The sound-science/junk-science projects were always run with allies from other poisoning and polluting industries. It was important to hide behind coalitions of industries so that the tobacco-centred messages were only one of many. They therefore created joint operations with food and alcohol companies (the big tobacco companies all had food and alcohol subsidiaries) and with energy and mining companies, with Big Pharma, and with the chemical industry.

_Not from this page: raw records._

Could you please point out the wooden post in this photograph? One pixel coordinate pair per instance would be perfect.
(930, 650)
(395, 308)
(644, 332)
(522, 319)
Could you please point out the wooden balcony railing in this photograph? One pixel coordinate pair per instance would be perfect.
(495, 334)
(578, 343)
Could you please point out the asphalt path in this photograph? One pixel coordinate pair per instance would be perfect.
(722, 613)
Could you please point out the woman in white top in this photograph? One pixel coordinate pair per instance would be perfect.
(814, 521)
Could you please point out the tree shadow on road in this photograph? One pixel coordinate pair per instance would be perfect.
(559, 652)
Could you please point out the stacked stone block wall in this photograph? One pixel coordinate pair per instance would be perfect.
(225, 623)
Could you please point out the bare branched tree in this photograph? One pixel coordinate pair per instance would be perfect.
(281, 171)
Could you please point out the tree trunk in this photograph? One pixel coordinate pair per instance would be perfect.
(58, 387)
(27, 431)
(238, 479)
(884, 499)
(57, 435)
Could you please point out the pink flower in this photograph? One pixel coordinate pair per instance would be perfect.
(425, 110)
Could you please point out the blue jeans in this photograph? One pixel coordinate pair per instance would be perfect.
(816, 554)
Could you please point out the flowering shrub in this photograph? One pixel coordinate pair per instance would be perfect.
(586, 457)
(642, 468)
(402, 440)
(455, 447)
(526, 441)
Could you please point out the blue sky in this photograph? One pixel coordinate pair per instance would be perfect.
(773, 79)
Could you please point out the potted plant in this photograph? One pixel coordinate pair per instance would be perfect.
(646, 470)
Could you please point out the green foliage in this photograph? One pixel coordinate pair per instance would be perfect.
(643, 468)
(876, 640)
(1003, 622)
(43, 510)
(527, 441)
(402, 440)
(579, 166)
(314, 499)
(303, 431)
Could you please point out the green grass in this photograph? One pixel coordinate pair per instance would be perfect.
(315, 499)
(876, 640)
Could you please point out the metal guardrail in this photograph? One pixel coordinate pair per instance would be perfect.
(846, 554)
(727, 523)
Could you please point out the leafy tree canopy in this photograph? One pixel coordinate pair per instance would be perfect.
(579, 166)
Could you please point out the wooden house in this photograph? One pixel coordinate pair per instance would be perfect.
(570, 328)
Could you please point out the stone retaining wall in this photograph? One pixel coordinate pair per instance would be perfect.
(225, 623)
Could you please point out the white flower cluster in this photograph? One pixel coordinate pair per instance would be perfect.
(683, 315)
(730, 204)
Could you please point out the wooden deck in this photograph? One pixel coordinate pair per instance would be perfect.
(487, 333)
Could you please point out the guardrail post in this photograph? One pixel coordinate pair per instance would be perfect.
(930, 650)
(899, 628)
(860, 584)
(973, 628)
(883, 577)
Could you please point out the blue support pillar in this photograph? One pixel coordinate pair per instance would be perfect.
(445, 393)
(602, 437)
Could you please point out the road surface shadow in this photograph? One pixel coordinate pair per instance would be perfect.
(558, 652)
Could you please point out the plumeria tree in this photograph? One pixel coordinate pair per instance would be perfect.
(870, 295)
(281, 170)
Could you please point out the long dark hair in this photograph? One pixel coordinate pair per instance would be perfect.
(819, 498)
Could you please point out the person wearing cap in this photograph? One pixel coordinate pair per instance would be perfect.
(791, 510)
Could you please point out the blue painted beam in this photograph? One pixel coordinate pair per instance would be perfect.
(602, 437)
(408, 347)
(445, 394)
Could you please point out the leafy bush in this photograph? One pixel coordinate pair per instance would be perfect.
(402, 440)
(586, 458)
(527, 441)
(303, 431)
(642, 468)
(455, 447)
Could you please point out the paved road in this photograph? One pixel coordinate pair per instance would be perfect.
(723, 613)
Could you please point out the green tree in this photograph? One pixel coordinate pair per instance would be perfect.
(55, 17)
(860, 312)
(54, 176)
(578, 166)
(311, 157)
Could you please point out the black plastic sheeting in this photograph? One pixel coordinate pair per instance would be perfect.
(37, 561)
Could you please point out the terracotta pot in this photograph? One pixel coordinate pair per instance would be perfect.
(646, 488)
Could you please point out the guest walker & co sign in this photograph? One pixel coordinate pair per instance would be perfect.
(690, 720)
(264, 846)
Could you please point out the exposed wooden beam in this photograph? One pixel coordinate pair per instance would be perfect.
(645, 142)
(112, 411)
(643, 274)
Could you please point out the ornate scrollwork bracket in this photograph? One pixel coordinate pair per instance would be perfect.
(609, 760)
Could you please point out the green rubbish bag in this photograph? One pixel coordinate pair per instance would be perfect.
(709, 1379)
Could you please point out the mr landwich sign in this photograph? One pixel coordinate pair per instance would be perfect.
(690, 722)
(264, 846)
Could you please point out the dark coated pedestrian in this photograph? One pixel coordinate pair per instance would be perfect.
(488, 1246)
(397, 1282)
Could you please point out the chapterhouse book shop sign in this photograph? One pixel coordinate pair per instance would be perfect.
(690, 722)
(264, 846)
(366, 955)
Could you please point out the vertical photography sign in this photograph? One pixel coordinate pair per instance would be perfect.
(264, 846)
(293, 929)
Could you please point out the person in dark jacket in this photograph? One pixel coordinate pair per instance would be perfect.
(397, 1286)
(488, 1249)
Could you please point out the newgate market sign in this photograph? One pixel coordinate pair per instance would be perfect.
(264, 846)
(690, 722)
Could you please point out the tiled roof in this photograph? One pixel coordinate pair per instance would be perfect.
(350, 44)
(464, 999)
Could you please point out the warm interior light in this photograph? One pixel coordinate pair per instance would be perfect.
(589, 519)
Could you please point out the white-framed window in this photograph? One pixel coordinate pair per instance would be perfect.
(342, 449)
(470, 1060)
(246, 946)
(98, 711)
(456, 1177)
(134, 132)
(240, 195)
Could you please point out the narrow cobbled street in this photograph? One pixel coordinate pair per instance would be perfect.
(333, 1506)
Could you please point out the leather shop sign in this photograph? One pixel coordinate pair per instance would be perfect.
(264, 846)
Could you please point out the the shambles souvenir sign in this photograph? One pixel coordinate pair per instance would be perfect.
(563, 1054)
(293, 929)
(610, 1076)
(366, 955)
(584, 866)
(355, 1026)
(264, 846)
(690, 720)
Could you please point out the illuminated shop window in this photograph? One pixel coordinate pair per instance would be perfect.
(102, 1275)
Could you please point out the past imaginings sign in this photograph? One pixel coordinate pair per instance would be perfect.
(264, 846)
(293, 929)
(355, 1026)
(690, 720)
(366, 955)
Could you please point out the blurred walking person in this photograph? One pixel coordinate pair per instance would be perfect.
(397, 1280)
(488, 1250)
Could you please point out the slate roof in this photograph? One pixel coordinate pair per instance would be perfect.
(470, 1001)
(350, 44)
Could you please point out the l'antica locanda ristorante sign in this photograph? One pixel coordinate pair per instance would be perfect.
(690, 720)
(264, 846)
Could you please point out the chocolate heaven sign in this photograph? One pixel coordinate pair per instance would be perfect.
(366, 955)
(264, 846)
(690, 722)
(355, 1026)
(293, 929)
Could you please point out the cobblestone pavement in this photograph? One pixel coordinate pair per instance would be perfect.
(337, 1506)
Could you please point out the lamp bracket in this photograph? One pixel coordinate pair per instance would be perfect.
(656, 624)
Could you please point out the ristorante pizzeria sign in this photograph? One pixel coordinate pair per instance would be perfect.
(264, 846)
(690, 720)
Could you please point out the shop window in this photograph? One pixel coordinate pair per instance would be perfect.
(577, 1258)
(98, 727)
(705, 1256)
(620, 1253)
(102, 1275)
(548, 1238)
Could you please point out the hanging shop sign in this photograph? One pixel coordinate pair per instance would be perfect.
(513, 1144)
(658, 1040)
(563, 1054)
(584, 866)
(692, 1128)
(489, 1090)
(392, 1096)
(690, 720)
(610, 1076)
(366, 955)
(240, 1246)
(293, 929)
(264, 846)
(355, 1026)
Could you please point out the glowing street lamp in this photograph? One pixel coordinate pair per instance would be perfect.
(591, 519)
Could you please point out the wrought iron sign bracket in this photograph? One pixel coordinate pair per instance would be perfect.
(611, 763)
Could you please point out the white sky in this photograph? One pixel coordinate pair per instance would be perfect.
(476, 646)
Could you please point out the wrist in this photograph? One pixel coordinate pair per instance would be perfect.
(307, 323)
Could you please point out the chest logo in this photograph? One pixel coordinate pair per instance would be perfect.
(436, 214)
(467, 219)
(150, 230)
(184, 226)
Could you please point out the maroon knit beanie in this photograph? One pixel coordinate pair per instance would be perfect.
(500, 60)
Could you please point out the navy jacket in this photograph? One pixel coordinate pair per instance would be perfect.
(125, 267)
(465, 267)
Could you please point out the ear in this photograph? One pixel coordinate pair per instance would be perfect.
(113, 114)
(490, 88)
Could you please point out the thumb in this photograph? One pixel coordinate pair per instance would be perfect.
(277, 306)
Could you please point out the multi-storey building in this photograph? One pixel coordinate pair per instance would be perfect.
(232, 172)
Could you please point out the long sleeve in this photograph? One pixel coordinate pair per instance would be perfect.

Joint funding therefore amplified their ability to generate propaganda; the claim to be membership organisations with hundreds of scientists acting as adviser gave them some status with the media; and the sheer funding from a number of industries and large companies meant that they could buy whatever support services (scientists, PR, polling) they needed.
TASSC and ESEF
The original Sound Science project was The Advancement of Sound Science Coalition set up for Philip Morris by the PR company APCO and run by Governor Garry Carruthers, with professional lobbyist [[Steven J Milloy as the behind the scenes operator. Milloy eventually took over, and became well established in the media (Fox News and on-line) as the "junk-science" arbiter through a massive media program handled by Burson-Marsteller.
This proved to be so successful in providing an attack on passive smoking health-concern claims and on the emerging threat of global warming, that the tobacco industry created a similar organisation initially called Euro-TASSC. Eventually the Institute of Economic Affairs in London was contracted to create a subsidiary called the European Science and Environment Forum (ESEF) which provided similar junk-science services in Europe. This operation was run by Roger Bate who had previously worked as Environmental projects manager at the IEA, and also spent some time with the American Enterprise Institute (AEI) in the US.